Chabelo, que en verdad se llama José Isabel Morales, es un campesino del Bajo Aguán en Colón, al norte de Honduras. Estuvo preso siete años por un crimen que no cometió: lo acusaron por una masacre con once víctimas.
En 2008 una casa fue incendiada, y cuando las personas que estaban en el interior quisieron salir, fueron asesinadas a balazos. El dueño de la casa era Henry Osorto, el Subcomisionado de la Policía Nacional. Y cinco de las víctimas, sus parientes. Para peor, la casa estaba en tierras disputadas con una comunidad campesina a la que pertenecía Chabelo.
A él la justicia que muerde a los descalzos lo señaló, porque un culpable tenía que haber, y lo sometió a tres juicios plagados de irregularidades. En el último fue absuelto.

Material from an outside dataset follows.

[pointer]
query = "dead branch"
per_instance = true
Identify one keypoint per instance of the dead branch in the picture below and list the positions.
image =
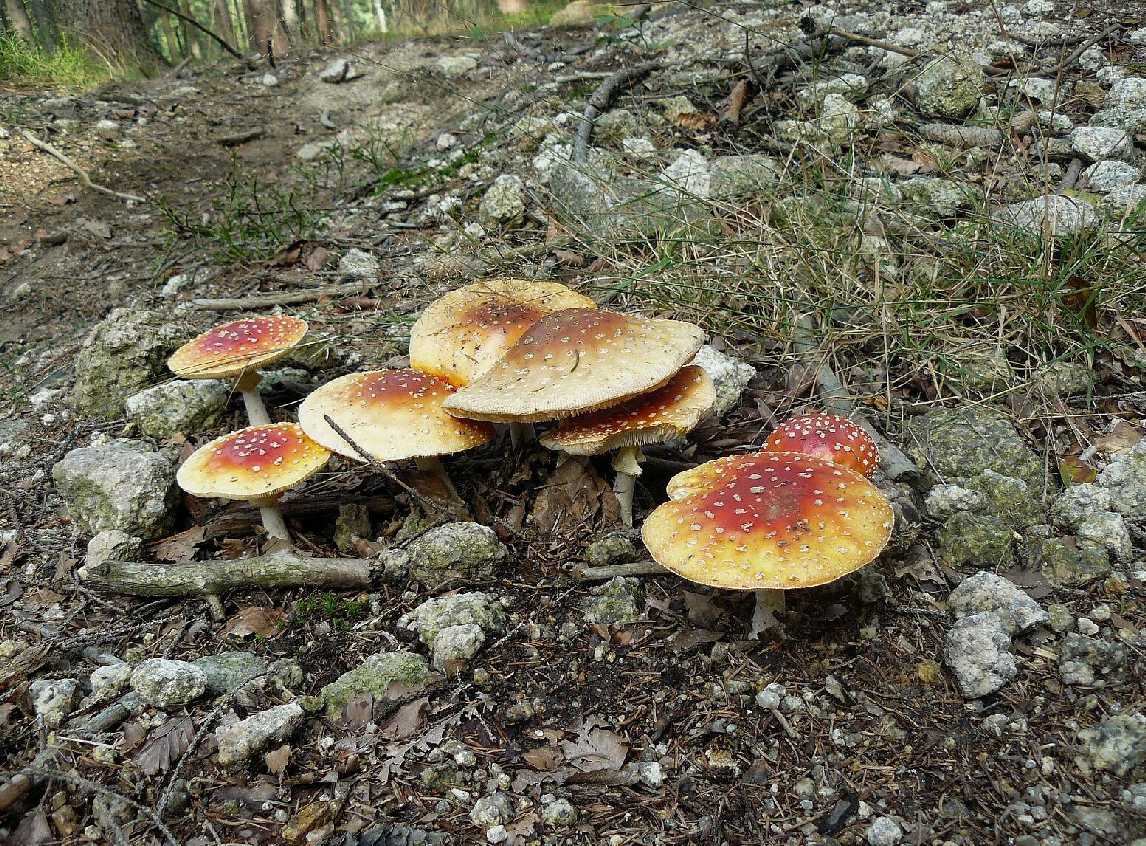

Chabelo es un luchador. En la precaria cárcel de La Ceiba, los reclusos y hasta los policías lo admiraban por su optimismo, aunque en la espera perdiera un ojo haciendo limpiezas de solar, a su padre (que murió enfermo) y a una de sus pequeñas hijas (que sufrió un accidente en casa).
“Niña, ya va a ver que se va a hacer justicia”, me dijo cuando lo fui a ver encerrado. Ahora Chabelo es libre, casi libre, un poco más libre que hace un par de años. Volvió a la comunidad. Allí los campesinos siguen reclamando por la tierra. En Honduras la libertad es una utopía.